Lee County Alliance for the Arts Unveils New Logo and Campus Vision

BY March 25, 2015



The Lee County Alliance for the Arts celebrates its 40th anniversary this year, and rather than aging, the organization has unveiled a new logo and a vision for an updated, expanded campus.

Executive Director Lydia Black (pictured) announced last night the results of nearly a year’s worth of planning and community conversations that yielded a more cutting-edge logo (created with graphic designer Bryon McCartney) and preliminary sketches of a transformed 10-acre campus offering more artist- and performer-friendly facilities, enhanced grounds and, yes, more parking for the crowd-challenged facility.

“Dream with me,” she invited a crowd that packed the Fould’s Theater.  “Let’s talk about vision. Let’s talk about spaces.”

Murmurs of approval shot through the crowd as she unveiled the sketches by design firm EnSite.

“Think about more sculptural gardens,” Black said. “What if we do an art quad that has a space in the middle where we can do bluegrass concerts on the inside, we could do theater-in-the-round, we could do yoga on the outside, we could do the Green Market so that it is more ADA-accessible to more people. That’d be cool, wouldn’t it?”

Proposed expansions, such as a parking garage, would allow larger festivals; additions such as a 1,000- to 1,200-seat amphitheater would invite new kinds of programming. Black is even re-imagining the retention pond as a space for environmental art and outdoor classes. She wants the Alliance, located at the border of the City of Fort Myers, to serve as the city’s gateway. Right now, she said, many of the 20,000 drivers who pass the campus on McGregor Boulevard each year don’t even realize the Alliance is there.

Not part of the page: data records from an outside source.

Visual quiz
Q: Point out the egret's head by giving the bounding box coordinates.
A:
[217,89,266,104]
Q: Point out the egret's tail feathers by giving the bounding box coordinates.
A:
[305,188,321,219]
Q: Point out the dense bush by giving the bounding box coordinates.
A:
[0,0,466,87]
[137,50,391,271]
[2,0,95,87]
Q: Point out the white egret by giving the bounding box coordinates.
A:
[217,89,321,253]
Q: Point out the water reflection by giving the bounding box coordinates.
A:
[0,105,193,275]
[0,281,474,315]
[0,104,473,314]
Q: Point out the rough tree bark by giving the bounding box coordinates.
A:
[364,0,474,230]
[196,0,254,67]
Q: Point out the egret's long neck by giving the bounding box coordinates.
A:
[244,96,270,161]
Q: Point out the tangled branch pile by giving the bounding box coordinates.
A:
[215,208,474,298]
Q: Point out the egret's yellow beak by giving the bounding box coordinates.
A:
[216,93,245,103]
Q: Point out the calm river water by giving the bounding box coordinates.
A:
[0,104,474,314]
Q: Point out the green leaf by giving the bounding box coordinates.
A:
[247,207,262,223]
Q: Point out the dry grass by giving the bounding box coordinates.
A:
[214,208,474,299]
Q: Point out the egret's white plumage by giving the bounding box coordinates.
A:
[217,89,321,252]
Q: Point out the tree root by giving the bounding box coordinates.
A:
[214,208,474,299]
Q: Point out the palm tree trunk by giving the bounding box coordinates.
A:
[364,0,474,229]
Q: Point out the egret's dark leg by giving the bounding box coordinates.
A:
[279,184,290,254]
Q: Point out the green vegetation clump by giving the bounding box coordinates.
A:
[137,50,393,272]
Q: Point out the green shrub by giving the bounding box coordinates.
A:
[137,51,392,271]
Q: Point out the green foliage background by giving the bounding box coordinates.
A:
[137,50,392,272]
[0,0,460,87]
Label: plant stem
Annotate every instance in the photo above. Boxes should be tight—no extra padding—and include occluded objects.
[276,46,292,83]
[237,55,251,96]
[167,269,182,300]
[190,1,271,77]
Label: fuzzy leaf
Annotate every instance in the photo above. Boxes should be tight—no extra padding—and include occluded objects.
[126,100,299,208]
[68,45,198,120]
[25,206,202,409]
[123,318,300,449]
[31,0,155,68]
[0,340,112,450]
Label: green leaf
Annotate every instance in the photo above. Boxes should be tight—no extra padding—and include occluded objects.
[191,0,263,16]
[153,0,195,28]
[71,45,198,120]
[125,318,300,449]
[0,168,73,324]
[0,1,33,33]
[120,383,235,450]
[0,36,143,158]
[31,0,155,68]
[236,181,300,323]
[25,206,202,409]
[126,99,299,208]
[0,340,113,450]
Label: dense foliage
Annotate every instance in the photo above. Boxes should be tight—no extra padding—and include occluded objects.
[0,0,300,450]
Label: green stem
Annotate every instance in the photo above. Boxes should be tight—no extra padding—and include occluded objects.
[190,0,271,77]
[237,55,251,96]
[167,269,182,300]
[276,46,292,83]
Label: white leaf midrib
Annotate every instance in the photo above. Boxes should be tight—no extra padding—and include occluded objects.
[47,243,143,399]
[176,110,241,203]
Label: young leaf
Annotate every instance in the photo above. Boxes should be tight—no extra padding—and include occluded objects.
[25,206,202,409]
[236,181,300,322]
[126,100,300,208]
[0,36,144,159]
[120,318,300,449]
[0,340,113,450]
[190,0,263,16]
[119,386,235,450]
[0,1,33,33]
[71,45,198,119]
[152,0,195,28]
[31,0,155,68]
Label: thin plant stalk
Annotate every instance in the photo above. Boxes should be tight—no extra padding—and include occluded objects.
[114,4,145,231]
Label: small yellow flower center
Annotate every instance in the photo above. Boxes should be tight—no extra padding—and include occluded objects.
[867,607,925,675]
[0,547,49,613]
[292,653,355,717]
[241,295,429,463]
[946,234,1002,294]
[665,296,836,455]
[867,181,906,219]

“We want to make sure we create a unique sense of place,” she said.

Last night’s announcement, of course, was merely the beginning. There are not yet architectural drawings and no capital campaign has started; the first step is generating the buzz.

“The Alliance is ready to grow up,” said Mike Sohn, a volunteer who has been involved in the visioning process. “We literally went through a whole review of who we are and where we are and who we want to be.”

Carolyn Gora, a board member, said the membership response was overwhelming.

“It’s really outgrown its space. Tonight is the vision for the future,” Gora said.